Additionally, there has been growing representation of African experts that head several international agencies. You see Tedros Adhanom Ghebreyesus at WHO [World Health Organization]; hopefully, the World Trade Organization (WTO) will be managed by Ngozi Okonjo Iweala, Nigeria’s former finance minister; Gilbert Fossoun Houngbo, a former prime minister of Togo, is the President of IFAD [International Fund for Agricultural Development]. The more Africans are present in these positions, the more the continent’s voice is being heard within the international system.
How significant would it be for an African woman to head the WTO, in the context of the African Continental Free Trade Area (AfCFTA)?
There are two areas of significance should an African woman lead the WTO, in the AfCFTA context.
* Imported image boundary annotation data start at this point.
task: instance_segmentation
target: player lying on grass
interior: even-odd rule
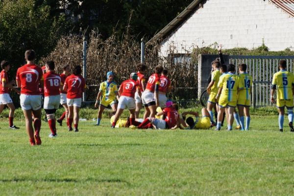
[[[44,106],[48,124],[51,134],[49,137],[56,138],[56,133],[55,112],[59,108],[60,103],[60,90],[61,78],[59,74],[55,73],[55,63],[52,61],[46,62],[46,73],[44,79]]]
[[[172,102],[167,102],[166,108],[162,112],[156,114],[157,116],[164,115],[164,119],[149,117],[138,126],[138,129],[174,129],[178,127],[180,124],[179,114],[178,112],[178,106]]]
[[[118,104],[116,97],[118,100],[120,99],[118,92],[118,85],[113,81],[114,73],[112,71],[109,71],[107,73],[106,76],[107,80],[100,84],[99,92],[95,103],[95,108],[98,108],[99,105],[96,125],[100,125],[100,121],[102,118],[102,113],[108,106],[110,106],[112,109],[113,114],[116,112]],[[99,102],[100,104],[99,104]]]
[[[3,111],[5,106],[7,106],[9,108],[8,115],[9,128],[18,129],[19,128],[13,124],[15,107],[8,92],[9,88],[14,90],[18,94],[20,94],[20,91],[13,86],[13,85],[15,84],[14,80],[8,82],[7,72],[10,69],[10,63],[6,60],[2,60],[1,62],[1,68],[2,71],[0,73],[0,114]]]
[[[132,73],[130,79],[123,81],[119,89],[120,99],[118,110],[115,115],[111,127],[115,128],[117,121],[125,109],[128,109],[130,112],[130,125],[136,126],[140,124],[135,120],[135,112],[136,111],[136,103],[135,102],[135,92],[137,92],[141,97],[141,93],[139,84],[137,83],[138,75],[136,73]]]
[[[16,73],[16,84],[21,88],[21,106],[25,118],[25,129],[31,145],[41,145],[41,97],[39,84],[43,86],[42,69],[35,65],[36,54],[32,50],[25,51],[26,64],[19,68]],[[34,115],[34,128],[32,125],[32,113]]]
[[[294,132],[293,129],[293,94],[294,94],[294,75],[287,71],[287,61],[281,60],[279,62],[280,71],[275,73],[272,77],[271,91],[270,91],[270,101],[271,103],[276,102],[274,98],[275,90],[277,93],[277,107],[279,111],[279,127],[280,131],[283,132],[285,107],[288,112],[288,119],[290,131]]]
The first is viewed through the gender lens, where we need to level the playfield and address women’s under-representation in leadership roles in emerging institutions.
Additionally, it is a recognition of African expertise to drive the continental free trade agenda, through the recognition of an African woman with very high credentials. She [Okonjo Iweala] was number two at the World Bank, the first woman finance minister of Nigeria and she is currently playing a critical role at Gavi [the Vaccine Alliance], working on vaccines. The establishment of the AfCFTA means that Africans are serious about trade and would need all the expertise on the ground for its effective implementation.
You established the AUDA-NEPAD COVID-19 Response Plan of Action. How is that going?
Arguably, the COVID-19 pandemic is a new turf for institutions globally. Our first strategy was to react immediately, in terms of shaping a response by adapting our workplans and our activities to the pandemic. So, everything we are currently doing in health, agriculture, infrastructure, etc. is mainstreamed along with the COVID-19 response. As we are considerably still not out of the woods, the institution hasn’t focused on a “post-COVID-19 response” but is rather supporting mitigation and control efforts.
Control efforts required that our work, to an extent, aligns with the Africa Centres for Disease Control and Prevention (Africa CDC). We did not invent a response plan in a vacuum; rather, we interacted with the Africa CDC, flagged our mandate and our capacity to implement different programmes on health, agriculture, etc., and then inserted our activities into the Africa CDC roadmap. This ensures that our response plan is fully coherent with the response plan of the AU based on the Africa CDC strategy.
Our efforts so far have yielded positively. Against initial expert projections, Africa has managed the pandemic quite well, if you consider the current numbers globally in terms of deaths. A city like New York has roughly the equivalent number of deaths as in Africa with a population of about 1.3 billion.
In terms of policy response, we have put together the critical elements to help stop the spread of the virus. But we need to continue; we should not relax.